Abuso psicológico é mais comum que o físico



A violência doméstica pode acontecer com qualquer pessoa, em qualquer tipo de relacionamento, heterossexual ou homoafetivo. Entretanto, as estatísticas ainda apontam as mulheres como as principais vítimas desse tipo de agressão. Para Marina Simas de Lima, psicóloga e cofundadora do Instituto do Casal, este fato está ligado ao modelo patriarcal em que ainda vivemos.


“Ainda não alcançamos a equidade de gêneros em nossa sociedade. Hoje, embora as mulheres tenham conquistado uma série de direitos, infelizmente elas ainda são mais vulneráveis ao abuso que os homens”, explica Marina. A percepção da psicóloga é corroborada por recente pesquisa do DataFolha, que mostrou que 1 em cada 3 brasileiras, com 16 anos ou mais, foram vítimas de violência em 2016.
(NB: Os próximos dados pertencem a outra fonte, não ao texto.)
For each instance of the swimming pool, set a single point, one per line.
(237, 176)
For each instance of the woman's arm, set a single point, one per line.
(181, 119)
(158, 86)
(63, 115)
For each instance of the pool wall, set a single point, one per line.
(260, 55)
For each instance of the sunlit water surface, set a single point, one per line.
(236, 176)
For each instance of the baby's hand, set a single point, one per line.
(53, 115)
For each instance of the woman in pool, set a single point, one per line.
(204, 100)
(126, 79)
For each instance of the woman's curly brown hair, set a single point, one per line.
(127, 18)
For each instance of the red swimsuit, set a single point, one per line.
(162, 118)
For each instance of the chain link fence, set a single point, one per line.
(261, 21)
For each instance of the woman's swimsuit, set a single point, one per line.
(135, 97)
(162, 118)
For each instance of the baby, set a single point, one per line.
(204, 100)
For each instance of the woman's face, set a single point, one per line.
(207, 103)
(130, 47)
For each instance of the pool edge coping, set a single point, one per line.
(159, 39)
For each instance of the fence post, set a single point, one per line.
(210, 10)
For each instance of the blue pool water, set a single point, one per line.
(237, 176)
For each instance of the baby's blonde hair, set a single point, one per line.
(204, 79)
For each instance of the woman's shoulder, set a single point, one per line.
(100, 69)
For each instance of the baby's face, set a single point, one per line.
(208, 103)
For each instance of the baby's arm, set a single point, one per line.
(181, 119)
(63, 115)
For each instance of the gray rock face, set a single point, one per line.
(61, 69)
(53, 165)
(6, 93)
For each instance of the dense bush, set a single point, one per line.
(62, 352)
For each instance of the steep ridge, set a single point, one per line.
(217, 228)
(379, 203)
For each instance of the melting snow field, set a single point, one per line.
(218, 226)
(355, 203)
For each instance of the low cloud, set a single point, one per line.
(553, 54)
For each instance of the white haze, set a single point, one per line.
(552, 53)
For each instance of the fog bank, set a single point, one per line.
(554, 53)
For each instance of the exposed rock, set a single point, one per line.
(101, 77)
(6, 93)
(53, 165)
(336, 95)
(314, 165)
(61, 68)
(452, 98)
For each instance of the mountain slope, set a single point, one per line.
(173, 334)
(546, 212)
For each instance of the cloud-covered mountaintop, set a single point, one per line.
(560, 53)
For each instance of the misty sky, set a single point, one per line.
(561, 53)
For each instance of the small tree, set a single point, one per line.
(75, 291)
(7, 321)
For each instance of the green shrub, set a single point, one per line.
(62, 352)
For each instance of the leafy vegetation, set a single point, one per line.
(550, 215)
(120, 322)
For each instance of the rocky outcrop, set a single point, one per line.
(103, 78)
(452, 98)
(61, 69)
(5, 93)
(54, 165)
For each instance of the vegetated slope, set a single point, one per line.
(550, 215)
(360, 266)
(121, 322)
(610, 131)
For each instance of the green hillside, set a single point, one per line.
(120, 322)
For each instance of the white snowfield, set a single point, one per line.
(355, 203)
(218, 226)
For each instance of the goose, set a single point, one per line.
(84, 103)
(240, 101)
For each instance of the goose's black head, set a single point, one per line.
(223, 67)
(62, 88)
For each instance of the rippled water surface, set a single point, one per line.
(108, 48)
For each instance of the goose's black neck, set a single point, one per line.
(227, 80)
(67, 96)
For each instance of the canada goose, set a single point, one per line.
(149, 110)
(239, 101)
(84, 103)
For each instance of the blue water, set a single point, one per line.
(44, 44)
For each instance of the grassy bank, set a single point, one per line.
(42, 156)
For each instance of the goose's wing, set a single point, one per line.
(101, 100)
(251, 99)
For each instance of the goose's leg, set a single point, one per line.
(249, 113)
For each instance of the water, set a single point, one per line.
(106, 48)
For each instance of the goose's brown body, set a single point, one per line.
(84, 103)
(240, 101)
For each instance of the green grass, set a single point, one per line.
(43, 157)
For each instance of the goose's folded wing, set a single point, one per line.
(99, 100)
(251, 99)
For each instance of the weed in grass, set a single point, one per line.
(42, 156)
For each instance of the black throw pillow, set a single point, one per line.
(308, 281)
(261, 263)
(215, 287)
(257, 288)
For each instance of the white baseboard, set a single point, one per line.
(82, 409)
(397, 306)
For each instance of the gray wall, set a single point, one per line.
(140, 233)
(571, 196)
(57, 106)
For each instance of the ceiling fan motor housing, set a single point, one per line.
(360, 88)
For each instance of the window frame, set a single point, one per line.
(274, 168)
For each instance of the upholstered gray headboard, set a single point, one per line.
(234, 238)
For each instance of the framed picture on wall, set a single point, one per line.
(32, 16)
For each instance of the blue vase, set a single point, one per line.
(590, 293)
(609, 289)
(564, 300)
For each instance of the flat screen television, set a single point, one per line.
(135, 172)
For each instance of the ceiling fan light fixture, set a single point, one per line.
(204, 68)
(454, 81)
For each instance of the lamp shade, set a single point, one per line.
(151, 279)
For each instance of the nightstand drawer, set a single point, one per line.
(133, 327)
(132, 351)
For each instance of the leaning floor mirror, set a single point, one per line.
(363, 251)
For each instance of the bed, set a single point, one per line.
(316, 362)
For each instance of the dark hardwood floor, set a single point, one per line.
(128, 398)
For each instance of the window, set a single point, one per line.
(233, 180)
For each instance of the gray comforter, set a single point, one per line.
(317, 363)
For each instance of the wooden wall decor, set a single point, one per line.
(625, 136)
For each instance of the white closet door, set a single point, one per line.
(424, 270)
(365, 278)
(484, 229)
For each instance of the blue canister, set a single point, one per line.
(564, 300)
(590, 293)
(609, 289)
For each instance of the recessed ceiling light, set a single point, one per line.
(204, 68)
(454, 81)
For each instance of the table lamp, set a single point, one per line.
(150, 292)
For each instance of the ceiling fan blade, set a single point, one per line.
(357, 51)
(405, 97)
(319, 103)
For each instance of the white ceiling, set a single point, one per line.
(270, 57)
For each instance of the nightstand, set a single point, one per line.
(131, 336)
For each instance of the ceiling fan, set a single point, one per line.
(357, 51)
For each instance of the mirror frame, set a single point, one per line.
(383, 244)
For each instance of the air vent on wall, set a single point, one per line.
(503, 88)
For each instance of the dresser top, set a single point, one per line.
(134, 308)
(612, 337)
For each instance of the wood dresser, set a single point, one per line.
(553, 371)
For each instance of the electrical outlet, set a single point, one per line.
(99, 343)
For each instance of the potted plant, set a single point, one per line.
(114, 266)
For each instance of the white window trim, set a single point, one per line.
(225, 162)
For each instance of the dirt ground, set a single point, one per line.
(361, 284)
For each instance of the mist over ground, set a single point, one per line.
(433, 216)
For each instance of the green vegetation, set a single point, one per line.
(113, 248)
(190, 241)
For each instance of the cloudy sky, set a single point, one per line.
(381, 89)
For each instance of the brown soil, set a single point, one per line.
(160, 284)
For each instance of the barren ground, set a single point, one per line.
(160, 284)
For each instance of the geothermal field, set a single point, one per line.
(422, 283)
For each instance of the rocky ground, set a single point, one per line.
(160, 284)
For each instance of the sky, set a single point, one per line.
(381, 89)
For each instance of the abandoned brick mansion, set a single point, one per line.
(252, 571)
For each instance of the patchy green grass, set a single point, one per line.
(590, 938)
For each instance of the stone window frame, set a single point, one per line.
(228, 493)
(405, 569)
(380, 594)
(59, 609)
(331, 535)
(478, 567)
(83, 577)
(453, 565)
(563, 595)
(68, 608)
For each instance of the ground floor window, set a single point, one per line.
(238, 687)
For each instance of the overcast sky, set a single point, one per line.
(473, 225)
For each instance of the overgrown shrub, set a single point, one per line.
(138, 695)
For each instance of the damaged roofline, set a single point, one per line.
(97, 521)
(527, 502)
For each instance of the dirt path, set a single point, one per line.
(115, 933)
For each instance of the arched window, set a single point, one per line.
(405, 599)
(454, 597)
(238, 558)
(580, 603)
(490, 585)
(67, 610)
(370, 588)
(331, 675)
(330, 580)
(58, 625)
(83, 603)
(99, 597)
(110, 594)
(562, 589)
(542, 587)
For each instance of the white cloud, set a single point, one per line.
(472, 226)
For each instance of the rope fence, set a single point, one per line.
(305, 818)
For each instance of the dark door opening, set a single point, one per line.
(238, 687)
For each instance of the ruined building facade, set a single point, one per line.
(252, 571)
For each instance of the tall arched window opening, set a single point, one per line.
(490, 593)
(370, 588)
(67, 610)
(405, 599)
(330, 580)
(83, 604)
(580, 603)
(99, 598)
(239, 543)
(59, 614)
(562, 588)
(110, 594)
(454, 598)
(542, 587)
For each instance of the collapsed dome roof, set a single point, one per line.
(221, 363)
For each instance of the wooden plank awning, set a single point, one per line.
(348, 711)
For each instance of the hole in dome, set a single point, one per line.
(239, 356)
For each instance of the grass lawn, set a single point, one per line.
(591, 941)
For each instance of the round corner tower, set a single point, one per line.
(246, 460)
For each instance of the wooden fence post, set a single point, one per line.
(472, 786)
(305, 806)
O que é um relacionamento abusivo?

O relacionamento abusivo é aquele em que o (a) parceiro (a) procura intimidar, controlar, humilhar, ameaçar e dominar o outro. “O único objetivo do abusador (a) é controlar totalmente a vítima, minando sua autoestima e autoconfiança”, explica Denise Miranda de Figueiredo, também psicóloga e cofundadora do Instituto do Casal.
 
Sete sinais do abuso psicológico, de acordo com as especialistas:

1. Perda da liberdade: o (a) abusador (a) aos poucos vai “escolhendo” os lugares que podem ser frequentados. Em geral, a vítima só pode sair acompanhada dele (dela) e quando ele (ela) permitir.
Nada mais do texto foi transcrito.